Prosodie et traduction

La poésie, c’est pour moi d’abord et presque toujours une voix et un ton.
Quand je traduis des poèmes, ou même de la prose,
j’ai l’illusion que j’entends la voix de l’écrivain
et j’essaie, très intuitivement, de l’épouser de mon mieux

P. Jaccottet[5].

 

Malgré les années qui séparent leur compilation, les Adventures of Tom Bombadil et Bombadil Goes Boating sont rédigés dans le même esprit.
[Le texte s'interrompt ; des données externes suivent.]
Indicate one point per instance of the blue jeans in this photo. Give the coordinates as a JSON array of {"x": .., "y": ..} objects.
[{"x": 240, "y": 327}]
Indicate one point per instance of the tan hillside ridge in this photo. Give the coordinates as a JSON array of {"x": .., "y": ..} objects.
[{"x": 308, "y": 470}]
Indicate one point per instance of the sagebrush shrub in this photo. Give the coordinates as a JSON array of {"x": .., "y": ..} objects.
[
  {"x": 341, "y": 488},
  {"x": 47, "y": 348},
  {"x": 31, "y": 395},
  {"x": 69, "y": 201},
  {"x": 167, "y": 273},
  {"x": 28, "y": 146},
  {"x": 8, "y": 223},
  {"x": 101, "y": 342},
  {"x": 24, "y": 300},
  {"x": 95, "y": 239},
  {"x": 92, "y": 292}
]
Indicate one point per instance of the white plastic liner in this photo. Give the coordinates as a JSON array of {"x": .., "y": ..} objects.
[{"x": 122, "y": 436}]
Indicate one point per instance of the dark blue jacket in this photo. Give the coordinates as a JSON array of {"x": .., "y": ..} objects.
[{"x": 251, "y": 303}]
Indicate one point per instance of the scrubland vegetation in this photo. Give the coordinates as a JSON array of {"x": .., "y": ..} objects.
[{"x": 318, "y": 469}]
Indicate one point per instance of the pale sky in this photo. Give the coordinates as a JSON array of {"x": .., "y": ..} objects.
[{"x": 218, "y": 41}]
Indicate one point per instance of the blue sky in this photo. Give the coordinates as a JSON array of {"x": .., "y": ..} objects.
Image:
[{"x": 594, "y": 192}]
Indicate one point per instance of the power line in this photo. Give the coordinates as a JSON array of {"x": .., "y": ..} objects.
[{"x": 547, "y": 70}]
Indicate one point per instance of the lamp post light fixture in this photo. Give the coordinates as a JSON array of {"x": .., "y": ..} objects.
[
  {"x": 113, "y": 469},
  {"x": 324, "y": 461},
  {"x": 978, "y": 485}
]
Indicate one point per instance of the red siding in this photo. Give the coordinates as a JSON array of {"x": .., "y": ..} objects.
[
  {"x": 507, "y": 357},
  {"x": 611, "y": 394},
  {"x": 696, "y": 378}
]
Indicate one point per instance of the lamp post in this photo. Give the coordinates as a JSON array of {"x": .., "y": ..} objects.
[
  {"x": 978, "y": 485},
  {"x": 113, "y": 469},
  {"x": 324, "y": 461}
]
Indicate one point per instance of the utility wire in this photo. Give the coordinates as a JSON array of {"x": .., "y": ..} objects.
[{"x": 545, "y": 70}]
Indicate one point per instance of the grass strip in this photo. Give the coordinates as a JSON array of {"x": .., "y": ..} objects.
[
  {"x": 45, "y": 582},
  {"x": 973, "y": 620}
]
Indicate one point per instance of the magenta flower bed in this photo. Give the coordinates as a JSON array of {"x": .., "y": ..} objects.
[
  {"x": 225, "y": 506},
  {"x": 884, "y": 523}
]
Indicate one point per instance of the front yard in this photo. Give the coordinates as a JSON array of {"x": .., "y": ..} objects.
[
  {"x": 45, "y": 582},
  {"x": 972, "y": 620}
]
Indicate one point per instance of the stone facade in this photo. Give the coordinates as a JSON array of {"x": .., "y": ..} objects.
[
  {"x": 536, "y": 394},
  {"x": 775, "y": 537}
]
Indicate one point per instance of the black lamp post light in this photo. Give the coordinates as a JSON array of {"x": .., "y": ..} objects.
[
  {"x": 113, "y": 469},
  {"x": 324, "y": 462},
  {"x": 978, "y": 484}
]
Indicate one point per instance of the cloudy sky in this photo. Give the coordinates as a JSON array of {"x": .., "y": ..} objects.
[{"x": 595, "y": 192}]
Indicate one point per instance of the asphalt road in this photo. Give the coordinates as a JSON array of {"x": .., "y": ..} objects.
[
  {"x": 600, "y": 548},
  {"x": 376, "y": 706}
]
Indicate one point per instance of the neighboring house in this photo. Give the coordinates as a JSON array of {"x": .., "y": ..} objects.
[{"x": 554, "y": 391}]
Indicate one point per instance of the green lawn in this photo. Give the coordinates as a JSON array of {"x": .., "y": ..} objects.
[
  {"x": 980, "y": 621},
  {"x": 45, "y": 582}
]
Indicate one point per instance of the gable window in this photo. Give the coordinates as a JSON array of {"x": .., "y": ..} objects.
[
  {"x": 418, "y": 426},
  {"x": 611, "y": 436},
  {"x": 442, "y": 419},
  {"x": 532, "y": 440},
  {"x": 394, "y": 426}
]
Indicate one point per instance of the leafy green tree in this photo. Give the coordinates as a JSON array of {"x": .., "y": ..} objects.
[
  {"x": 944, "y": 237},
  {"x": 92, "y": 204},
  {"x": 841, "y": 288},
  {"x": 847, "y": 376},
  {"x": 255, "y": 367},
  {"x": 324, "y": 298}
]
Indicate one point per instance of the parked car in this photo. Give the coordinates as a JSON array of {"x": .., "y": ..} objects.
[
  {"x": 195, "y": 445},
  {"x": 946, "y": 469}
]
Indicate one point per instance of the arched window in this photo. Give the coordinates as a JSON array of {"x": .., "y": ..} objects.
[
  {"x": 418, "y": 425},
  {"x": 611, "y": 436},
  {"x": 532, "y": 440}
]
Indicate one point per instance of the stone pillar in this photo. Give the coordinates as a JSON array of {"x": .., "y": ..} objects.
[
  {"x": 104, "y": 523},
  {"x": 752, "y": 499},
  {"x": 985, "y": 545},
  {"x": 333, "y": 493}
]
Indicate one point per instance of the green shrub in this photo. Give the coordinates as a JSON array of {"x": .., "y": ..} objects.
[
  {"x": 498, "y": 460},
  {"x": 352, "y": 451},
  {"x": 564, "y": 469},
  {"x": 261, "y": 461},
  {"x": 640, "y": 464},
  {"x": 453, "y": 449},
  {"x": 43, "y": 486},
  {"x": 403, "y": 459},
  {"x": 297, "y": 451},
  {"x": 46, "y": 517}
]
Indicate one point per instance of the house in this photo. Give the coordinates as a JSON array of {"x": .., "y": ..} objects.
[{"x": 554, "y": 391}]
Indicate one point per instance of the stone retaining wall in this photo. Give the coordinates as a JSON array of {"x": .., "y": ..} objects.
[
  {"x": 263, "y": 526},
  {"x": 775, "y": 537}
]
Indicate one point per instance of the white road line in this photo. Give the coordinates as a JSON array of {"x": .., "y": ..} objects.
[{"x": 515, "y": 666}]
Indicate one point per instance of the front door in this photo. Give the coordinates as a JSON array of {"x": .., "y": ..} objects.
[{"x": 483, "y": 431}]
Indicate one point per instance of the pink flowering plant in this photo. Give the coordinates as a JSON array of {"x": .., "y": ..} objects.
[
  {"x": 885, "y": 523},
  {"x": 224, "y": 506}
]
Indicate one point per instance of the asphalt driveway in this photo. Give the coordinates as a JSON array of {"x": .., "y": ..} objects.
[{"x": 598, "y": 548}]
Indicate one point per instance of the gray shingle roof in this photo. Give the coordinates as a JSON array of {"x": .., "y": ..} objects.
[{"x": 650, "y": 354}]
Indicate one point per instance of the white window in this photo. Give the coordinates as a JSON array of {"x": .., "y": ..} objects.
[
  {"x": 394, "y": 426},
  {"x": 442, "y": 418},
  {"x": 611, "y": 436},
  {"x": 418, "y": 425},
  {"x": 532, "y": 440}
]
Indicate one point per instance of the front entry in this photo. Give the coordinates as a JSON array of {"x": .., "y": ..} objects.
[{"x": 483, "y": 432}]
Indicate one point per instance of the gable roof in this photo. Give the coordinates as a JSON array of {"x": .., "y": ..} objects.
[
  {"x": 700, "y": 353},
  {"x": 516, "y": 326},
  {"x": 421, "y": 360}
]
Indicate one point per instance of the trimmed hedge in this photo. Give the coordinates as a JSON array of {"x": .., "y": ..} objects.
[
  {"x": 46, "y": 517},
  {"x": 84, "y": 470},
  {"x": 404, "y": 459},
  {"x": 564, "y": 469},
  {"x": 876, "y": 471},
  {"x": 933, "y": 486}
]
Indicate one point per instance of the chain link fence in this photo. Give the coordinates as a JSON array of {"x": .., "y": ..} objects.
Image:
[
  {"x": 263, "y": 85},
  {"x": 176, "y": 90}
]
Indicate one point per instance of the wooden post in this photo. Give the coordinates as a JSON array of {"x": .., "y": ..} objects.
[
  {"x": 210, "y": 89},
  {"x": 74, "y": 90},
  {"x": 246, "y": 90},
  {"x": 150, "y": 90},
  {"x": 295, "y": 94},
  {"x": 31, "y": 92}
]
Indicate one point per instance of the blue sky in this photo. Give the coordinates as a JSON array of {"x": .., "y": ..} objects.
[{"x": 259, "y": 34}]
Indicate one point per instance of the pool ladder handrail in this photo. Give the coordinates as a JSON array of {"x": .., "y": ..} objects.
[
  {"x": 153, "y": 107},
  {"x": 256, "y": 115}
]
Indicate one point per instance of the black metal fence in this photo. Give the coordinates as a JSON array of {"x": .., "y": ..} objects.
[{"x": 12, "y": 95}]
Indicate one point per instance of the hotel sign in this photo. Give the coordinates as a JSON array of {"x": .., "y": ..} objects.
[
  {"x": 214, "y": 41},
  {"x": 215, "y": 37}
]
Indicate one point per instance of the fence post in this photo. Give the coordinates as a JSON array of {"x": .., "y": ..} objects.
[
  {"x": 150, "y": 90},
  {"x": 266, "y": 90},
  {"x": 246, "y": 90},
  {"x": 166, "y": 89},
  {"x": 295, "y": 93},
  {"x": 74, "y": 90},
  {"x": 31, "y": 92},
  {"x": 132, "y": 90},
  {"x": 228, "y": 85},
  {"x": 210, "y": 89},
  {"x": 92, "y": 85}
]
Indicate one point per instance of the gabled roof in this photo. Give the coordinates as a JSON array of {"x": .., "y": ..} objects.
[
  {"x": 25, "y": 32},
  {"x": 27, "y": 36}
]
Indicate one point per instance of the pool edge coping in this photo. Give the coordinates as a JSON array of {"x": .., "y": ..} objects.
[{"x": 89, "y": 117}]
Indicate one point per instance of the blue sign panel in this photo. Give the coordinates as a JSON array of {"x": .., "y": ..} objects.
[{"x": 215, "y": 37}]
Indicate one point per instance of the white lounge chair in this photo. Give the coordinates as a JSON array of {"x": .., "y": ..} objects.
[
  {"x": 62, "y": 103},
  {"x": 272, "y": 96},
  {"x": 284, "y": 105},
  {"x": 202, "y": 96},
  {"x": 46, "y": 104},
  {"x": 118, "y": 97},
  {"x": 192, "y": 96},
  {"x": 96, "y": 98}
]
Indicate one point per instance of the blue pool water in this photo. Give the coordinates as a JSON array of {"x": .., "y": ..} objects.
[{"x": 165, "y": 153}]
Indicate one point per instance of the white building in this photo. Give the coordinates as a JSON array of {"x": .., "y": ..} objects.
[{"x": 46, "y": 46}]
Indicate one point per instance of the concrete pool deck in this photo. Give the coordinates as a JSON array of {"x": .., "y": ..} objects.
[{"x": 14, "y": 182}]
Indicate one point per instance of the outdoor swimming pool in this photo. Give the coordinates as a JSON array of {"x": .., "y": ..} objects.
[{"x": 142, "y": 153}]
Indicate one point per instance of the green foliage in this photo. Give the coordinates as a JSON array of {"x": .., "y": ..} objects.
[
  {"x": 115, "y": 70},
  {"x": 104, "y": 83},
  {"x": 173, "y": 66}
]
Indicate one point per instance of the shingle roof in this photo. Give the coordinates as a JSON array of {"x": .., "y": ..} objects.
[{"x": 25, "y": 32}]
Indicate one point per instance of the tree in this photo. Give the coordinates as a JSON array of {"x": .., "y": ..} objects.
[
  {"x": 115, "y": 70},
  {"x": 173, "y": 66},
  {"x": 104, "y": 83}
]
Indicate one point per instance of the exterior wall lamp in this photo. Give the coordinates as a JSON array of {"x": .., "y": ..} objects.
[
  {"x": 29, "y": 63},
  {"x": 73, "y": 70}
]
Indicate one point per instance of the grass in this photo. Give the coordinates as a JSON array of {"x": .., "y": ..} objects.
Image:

L’auteur utilise le même schème accentuel et rimique, un strong-stress meter (que l’on pourrait traduire « mètre à accents forts ») à rimes plates (couplet rimes en anglais). Le strong-stress meter, qui n’a pas d’équivalent en français, est la forme de poésie native des langues anglaises et germaniques ; seul importe le nombre d’accents toniques (indiqués en gras dans les exemples suivant) par vers (quatre semble être la forme classique), le reste (pied, rimes…) n’étant pas pris en compte. Il a surtout été utilisé durant la période du vieil anglais (notamment pour Beowulf) et du moyen anglais. Un peu délaissé après l’introduction par Chaucer (1340 ? – 1400 ?) du vers accentuel et syllabique (syllabe-and-stress metre), forme poétique héritée de la Cour Française de l’époque, le strong-stress meter a trouvé refuge dans les children’s rhymes (poésie pour enfant), même si son utilisation demeure large.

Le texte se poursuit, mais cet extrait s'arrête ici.